Matthews, who in 2001 was conferred the honour of Knight Grand Cross of the Order of the British Empire, and knighted by HM The Queen at an investiture in Buckingham Palace, still believes in the importance of putting people in management on the ground in local markets. When he invests in a foreign company, he “could not be a cornerstone person and own it 100 percent. I can't do that. I have to go global and I have to work with partners. It's just in the blood.”

One piece of advice is to think of the U.S. as a domestic market and get there right away, because Canada is too small to support significant growth, he says. “I don’t think about the U.S. as foreign.”

He finds the assistance of the Canadian Trade Commissioner Service invaluable in global markets. “Our trade commissioners, they are really, really good. It just suits my purposes. They've had a lot to do with the success,” he says. “They are unbelievably good. They are experts in my sector.”

The TCS is particularly helpful in identifying the precise people to talk to in each international market, he notes.

“If I go to Singapore, if I go to Jakarta, if I go to Istanbul, if I go to Berlin, if I talk to our trade service people, I don't just have to go into the chief operating officer of a client. They say, ‘No, the guy that's making the decision, that's the VP so and so,’” he explains. “They know exactly where to go. There's no wasted time whatsoever…Boom, you connect.”

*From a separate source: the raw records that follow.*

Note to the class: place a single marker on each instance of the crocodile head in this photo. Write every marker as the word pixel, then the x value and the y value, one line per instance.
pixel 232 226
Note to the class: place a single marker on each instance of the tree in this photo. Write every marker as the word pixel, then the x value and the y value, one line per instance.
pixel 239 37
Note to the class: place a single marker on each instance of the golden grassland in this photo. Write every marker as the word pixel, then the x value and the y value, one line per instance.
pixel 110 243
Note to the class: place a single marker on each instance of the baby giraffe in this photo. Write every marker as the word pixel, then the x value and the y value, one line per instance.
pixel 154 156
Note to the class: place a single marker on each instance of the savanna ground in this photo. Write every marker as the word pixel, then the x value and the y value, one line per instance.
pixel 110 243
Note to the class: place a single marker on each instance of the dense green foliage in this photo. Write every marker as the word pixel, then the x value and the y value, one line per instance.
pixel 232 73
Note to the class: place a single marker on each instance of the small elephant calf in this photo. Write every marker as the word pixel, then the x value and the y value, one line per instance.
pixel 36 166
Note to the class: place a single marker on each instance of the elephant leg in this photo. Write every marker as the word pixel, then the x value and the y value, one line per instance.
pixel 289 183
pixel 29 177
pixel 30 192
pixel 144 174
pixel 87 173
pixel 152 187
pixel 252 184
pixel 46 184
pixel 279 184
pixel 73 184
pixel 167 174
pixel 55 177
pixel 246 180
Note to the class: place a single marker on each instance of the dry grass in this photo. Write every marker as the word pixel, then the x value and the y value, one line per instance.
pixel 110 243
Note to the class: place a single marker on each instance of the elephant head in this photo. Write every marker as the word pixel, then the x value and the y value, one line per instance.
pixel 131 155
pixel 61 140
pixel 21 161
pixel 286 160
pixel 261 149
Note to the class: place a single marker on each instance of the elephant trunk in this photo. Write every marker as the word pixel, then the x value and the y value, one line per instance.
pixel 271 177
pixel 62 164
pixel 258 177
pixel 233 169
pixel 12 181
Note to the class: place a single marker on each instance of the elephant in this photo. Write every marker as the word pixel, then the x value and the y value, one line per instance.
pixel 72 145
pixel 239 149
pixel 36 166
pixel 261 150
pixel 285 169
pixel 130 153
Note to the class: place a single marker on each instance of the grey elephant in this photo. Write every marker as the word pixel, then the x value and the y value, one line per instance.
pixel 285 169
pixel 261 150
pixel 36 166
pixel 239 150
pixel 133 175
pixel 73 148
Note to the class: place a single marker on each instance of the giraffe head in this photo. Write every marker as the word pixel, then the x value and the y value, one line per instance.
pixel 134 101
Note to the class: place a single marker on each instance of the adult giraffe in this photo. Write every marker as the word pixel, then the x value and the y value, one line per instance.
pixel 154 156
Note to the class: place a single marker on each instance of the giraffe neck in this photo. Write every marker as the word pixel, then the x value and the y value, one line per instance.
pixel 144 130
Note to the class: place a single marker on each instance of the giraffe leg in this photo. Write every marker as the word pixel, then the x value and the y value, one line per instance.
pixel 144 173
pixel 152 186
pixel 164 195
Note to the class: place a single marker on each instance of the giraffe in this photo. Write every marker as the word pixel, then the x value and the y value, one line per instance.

The TCS “are absolute experts,” he says. “I cannot speak about how good they are. Talk about not wasting any time.”

He says there are many untapped opportunities for Wesley Clover internationally, with one of his next stops planned for Manila and an eye on other fast-growing international markets.

“In my view you have to be global,” he adds. “Otherwise, you will get squashed by someone that is going global—and doing so faster than you are.”